You may have heard of GitHub Issues, a built-in tracking tool that is available with every GitHub repository, but have you considered how helpful GitHub Issues may be when working on personal projects? Before starting a new project, you likely have at least a vague idea of what you want it to look like and what features you want to implement. It’s also likely that you do not have a particularly detailed step-by-step plan. This can sometimes result in frustration - you may have to start over a few times when implementing a new feature, or rearrange your project structure several times, just because a clear plan was not in place from the beginning. Sounds familiar? GitHub Issues can help solve these problems.

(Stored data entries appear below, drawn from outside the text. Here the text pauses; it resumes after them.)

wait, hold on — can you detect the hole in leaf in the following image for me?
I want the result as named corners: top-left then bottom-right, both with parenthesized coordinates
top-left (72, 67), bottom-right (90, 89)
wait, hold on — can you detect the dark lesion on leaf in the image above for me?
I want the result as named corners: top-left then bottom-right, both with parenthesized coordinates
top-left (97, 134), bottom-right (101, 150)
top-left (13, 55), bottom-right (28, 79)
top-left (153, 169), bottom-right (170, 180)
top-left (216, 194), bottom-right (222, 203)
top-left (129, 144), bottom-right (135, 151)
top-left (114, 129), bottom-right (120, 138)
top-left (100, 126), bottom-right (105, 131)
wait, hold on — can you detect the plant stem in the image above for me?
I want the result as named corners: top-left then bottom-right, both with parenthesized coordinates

GitHub Issues is a tracking tool that is built-in with all GitHub repositories. Do not assume that the word “issue” here has a negative connotation, issues can be a good thing and GitHub Issues can be used to track and document every feature you want to implement in your project. Information included in each Issue can be as detailed or as high-level as you prefer. For example, one of your Issues can be “A user should be able to toggle between a list and a detailed view.” That may sounds simple enough, but GitHub Issues allows you to add as much or as little information as you’d like, so you may choose to specify exactly how you’d like the toggle button to look, what color the selected text should be, and any other details you’d like to include.

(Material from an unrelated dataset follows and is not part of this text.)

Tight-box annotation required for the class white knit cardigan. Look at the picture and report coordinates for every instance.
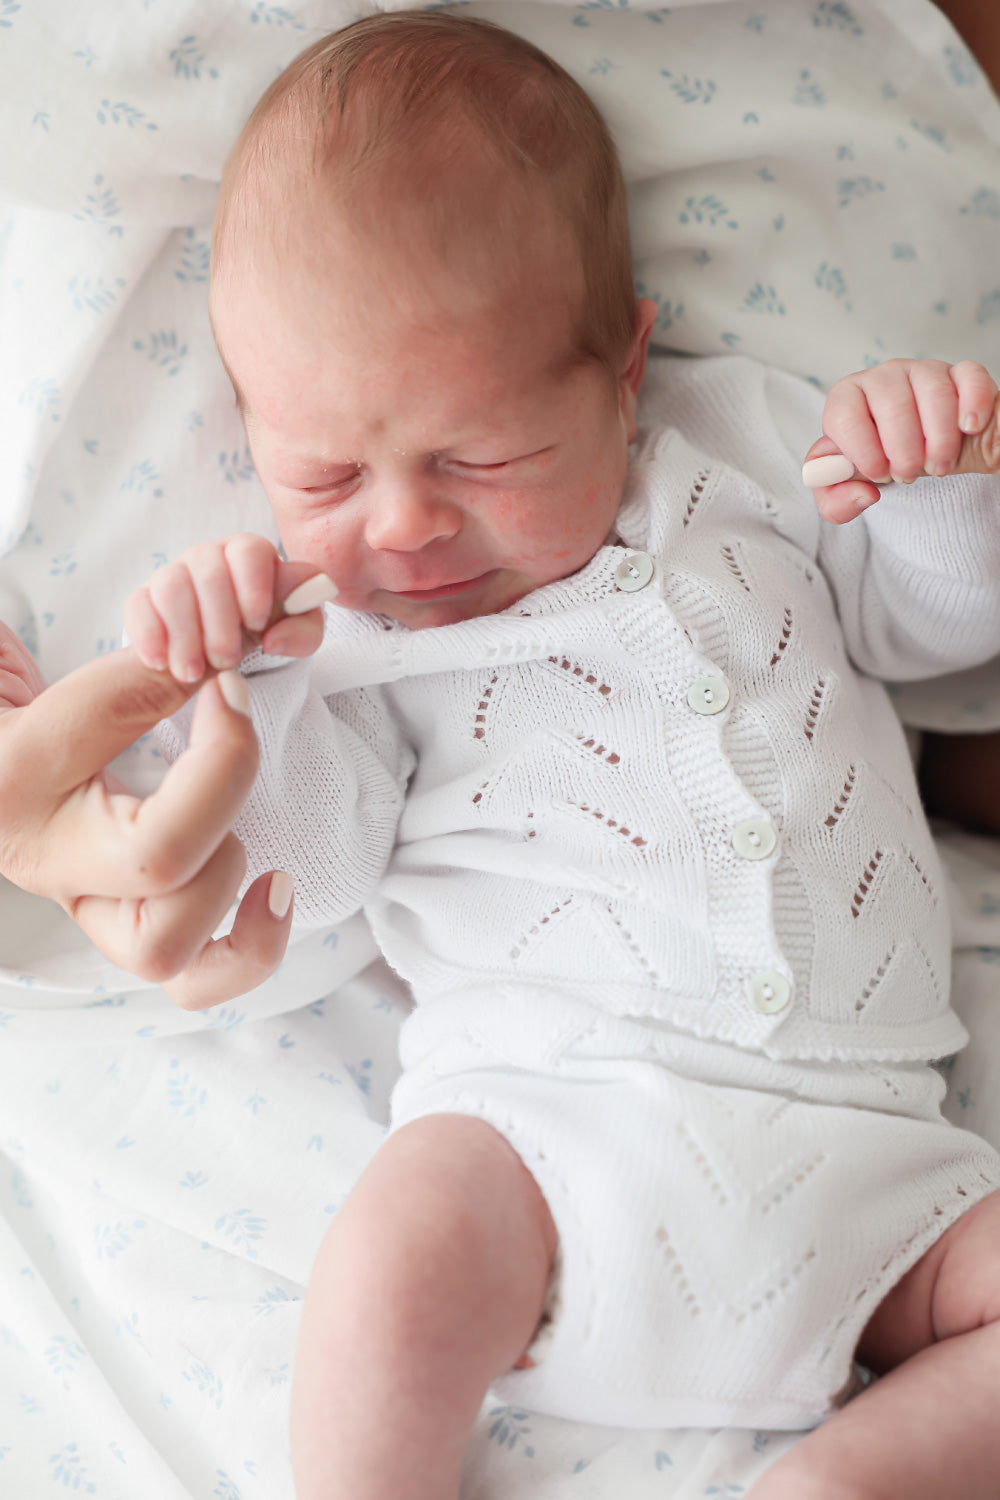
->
[163,356,1000,1064]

GitHub Issues is a great way to keep track of what features have been implements and what is still outstanding. For example, you can create a new branch for every Issue on your list, work on that feature, merge it into the main branch, and then close out the Issue. If you put down your project for a bit and then get back to it later, you’ll be able to quickly get up to speed on what features have been implemented and what else is still outstanding.

Lastly, GitHub Issues is a great way to tell the story of your project. You can plan out your Issues such that each one corresponds to a feature you want to implement and each new one builds on the previous Issues. The very first Issue you open in your project can be something very basic, such as “The name of the website should appear at the top of the page.” While the last Issue can signify the end of the project, for example, “The website should look professional and welcoming.” All the Issues in between these two will tell the story of how your project grew and progressed to the “professional and welcoming” final look.

GitHub Issues is an excellent way to keep track of your plans and can help “tell the story” of your project. GitHub Issues offers a lot of great features, such as the ability to create a new branch for every Issue, automatically close out Issues when the branch is merged, assign and re-assign Issues, search and filter Issues, etc. GitHub has an excellent guide that will help you get familiar with all the features and I hope you consider using GitHub Issues for your next project.